Laporan ini muncul di tengah kekhawatiran bahwa kebijakan tarif Donald Trump dapat semakin mendorong kenaikan harga. Kebijakan dagang yang agresif ini—yang telah menekan sentimen bisnis dan konsumen—ditambah dengan meningkatnya tekanan finansial rumah tangga, memicu kekhawatiran bahwa ekonomi AS bisa jatuh ke dalam stagflasi atau bahkan resesi.

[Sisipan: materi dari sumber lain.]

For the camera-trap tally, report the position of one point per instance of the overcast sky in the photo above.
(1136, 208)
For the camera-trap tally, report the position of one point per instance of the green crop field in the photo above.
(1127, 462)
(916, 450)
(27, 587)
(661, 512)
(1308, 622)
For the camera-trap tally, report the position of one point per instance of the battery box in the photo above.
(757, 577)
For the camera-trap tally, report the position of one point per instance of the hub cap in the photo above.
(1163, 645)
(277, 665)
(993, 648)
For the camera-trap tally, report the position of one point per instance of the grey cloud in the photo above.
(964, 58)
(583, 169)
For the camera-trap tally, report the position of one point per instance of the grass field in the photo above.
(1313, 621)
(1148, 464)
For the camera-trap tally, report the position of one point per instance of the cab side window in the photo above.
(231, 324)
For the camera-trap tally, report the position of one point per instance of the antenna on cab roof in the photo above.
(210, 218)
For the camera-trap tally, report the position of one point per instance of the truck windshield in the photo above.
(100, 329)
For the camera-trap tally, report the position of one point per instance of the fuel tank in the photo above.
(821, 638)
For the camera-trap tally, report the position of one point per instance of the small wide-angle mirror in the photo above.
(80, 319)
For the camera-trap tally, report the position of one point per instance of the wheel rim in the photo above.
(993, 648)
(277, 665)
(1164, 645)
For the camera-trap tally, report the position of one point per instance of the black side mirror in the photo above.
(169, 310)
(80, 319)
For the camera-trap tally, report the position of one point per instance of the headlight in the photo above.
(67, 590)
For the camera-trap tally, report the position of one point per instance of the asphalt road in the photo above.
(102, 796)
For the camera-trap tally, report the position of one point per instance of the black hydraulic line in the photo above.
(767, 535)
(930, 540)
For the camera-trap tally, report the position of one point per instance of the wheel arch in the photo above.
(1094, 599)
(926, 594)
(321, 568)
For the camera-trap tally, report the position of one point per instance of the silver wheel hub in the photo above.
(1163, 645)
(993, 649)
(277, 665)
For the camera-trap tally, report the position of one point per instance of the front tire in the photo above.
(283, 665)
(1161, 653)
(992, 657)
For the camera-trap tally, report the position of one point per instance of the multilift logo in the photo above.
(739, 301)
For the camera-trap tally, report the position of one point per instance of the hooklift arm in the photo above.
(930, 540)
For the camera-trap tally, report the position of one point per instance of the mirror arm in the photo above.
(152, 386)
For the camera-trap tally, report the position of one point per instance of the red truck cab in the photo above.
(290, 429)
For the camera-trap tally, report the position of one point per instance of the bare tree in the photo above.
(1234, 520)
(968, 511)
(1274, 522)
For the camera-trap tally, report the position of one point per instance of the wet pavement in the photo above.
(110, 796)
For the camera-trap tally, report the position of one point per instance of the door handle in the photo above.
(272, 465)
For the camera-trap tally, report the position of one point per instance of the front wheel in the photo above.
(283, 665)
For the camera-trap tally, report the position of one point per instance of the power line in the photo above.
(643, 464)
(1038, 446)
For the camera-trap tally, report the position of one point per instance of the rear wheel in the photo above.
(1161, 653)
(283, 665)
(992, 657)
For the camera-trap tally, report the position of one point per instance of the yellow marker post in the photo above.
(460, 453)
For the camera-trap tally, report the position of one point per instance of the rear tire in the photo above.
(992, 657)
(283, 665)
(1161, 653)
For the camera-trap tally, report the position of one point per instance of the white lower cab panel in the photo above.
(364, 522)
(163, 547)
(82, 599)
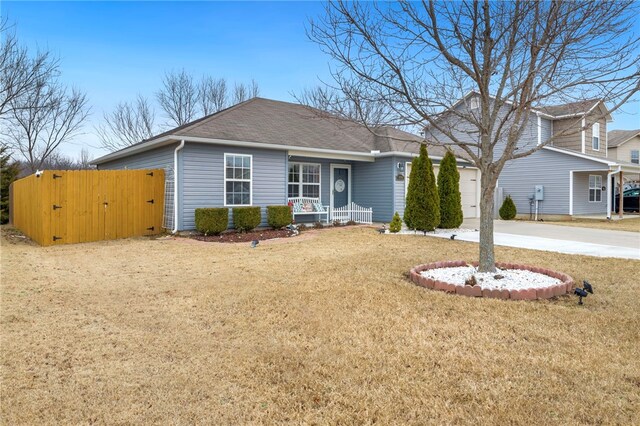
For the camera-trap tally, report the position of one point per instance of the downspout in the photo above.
(175, 186)
(609, 176)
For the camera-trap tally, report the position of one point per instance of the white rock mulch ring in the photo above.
(510, 281)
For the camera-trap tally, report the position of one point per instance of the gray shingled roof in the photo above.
(579, 107)
(617, 137)
(282, 123)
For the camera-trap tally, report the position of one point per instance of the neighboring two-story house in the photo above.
(624, 145)
(572, 175)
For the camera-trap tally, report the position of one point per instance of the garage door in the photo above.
(468, 189)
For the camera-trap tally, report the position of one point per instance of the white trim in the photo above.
(406, 181)
(570, 192)
(577, 154)
(333, 156)
(224, 174)
(593, 126)
(339, 154)
(406, 154)
(175, 187)
(332, 167)
(584, 134)
(301, 163)
(597, 188)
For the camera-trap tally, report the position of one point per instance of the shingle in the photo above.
(616, 137)
(282, 123)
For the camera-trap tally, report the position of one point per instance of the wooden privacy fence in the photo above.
(64, 207)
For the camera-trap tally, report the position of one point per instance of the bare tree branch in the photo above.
(421, 60)
(19, 72)
(212, 94)
(127, 124)
(178, 97)
(43, 118)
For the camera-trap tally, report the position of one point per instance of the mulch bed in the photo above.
(238, 237)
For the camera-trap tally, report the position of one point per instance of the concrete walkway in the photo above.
(557, 238)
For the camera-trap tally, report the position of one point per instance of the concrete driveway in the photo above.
(557, 238)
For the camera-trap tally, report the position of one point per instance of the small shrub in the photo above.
(246, 218)
(508, 210)
(449, 189)
(212, 221)
(396, 223)
(279, 216)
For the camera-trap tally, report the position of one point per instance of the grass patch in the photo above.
(323, 328)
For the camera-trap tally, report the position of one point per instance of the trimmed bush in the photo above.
(396, 223)
(449, 190)
(246, 218)
(423, 203)
(508, 210)
(279, 216)
(212, 221)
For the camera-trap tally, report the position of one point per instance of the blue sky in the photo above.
(115, 50)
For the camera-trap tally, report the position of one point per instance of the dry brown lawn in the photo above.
(631, 224)
(322, 329)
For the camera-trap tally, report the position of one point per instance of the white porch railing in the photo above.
(352, 212)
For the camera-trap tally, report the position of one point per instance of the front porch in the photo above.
(325, 190)
(595, 193)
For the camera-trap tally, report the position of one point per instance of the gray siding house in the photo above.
(264, 152)
(572, 166)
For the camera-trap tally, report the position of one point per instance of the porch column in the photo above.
(621, 197)
(610, 191)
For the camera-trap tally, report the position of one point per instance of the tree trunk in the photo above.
(487, 256)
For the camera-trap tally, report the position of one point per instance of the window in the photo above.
(595, 137)
(304, 180)
(595, 188)
(237, 180)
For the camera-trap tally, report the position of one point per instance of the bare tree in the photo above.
(127, 124)
(178, 97)
(420, 59)
(19, 72)
(42, 119)
(212, 94)
(242, 92)
(349, 106)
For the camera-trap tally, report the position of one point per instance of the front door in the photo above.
(340, 186)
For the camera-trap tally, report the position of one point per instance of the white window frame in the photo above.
(300, 183)
(597, 188)
(250, 180)
(595, 130)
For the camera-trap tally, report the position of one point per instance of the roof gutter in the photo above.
(175, 187)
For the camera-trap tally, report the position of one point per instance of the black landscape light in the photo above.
(583, 292)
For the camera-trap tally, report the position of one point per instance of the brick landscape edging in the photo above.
(475, 291)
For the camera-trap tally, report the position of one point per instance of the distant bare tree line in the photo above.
(181, 98)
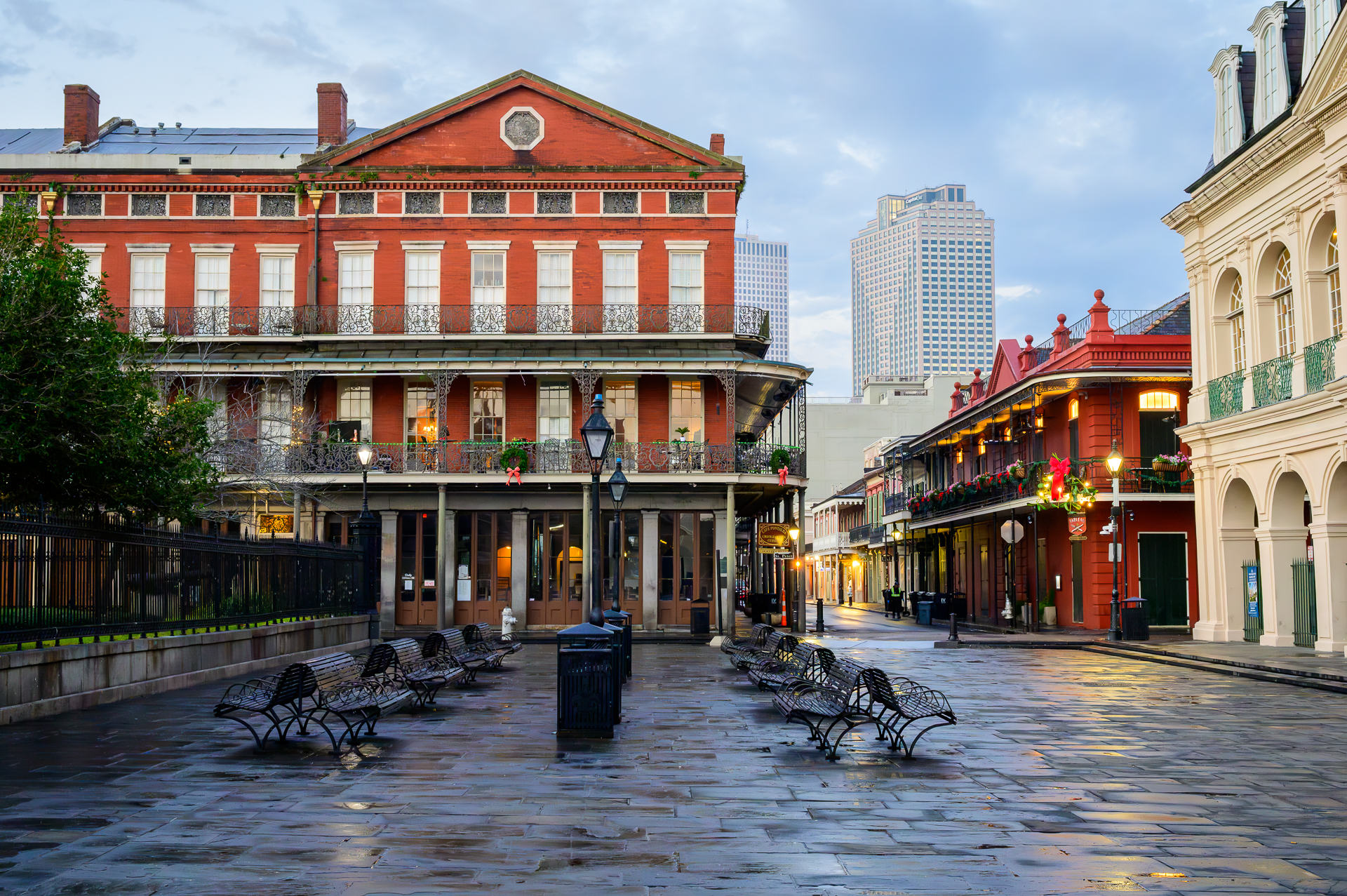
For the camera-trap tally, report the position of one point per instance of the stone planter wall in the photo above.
(57, 679)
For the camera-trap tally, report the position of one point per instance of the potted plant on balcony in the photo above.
(515, 455)
(1170, 462)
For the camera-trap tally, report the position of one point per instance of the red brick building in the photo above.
(1115, 377)
(449, 287)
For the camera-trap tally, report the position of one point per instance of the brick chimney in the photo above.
(81, 115)
(332, 115)
(1099, 329)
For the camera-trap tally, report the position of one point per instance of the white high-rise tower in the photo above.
(923, 297)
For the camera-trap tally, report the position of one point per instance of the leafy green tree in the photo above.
(83, 423)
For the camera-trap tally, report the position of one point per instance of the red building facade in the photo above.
(1115, 379)
(453, 288)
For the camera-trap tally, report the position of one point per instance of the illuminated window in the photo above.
(1285, 306)
(1335, 291)
(1159, 402)
(1237, 322)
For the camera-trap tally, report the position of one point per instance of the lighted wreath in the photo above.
(515, 456)
(1063, 490)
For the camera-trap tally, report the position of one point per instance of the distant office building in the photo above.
(761, 279)
(923, 287)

Prediksi ekonomi terbaru dari The Fed juga mencerminkan kekhawatiran ini, dengan proyeksi pertumbuhan yang lebih lambat dan inflasi yang lebih tinggi. Meski begitu, Gubernur The Fed Jerome Powell meremehkan kekhawatiran tersebut dan bahkan kembali menggunakan istilah “sementara” untuk menggambarkan dampaknya terhadap inflasi akibat tarif. Beberapa pejabat The Fed lainnya menunjukkan sikap yang lebih berhati-hati.
The Fed masih mempertahankan suku bunga saat ini sambil menunggu kejelasan lebih lanjut mengenai kebijakan Trump, terutama terkait tarif yang akan diumumkan pekan depan dan disebut sebagai “Hari Pembebasan” oleh presiden. Sementara Trump memberlakukan beberapa tarif pada China bulan lalu, dampaknya terhadap inflasi belum terlalu terlihat, karena harga konsumen dan produsen justru turun pada Februari.
Dampak tarif terhadap harga sebagian besar akan terasa pada barang konsumsi. Indeks harga barang (tidak termasuk makanan dan energi) naik 0,4% untuk bulan kedua berturut-turut di Februari, kenaikan terbesar sejak 2022. Sementara itu, harga jasa inti—kategori yang diawasi ketat oleh The Fed karena tidak termasuk perumahan dan energi—juga naik dengan laju yang serupa.
Meski sentimen konsumen dalam beberapa waktu terakhir tampak suram, belum jelas apakah ini akan berpengaruh signifikan terhadap pola konsumsi. Pengeluaran untuk barang bangkit kembali berkat permintaan terhadap barang tahan lama seperti mobil, sementara belanja sektor jasa turun untuk pertama kalinya dalam tiga tahun, terutama akibat berkurangnya konsumsi di sektor restoran.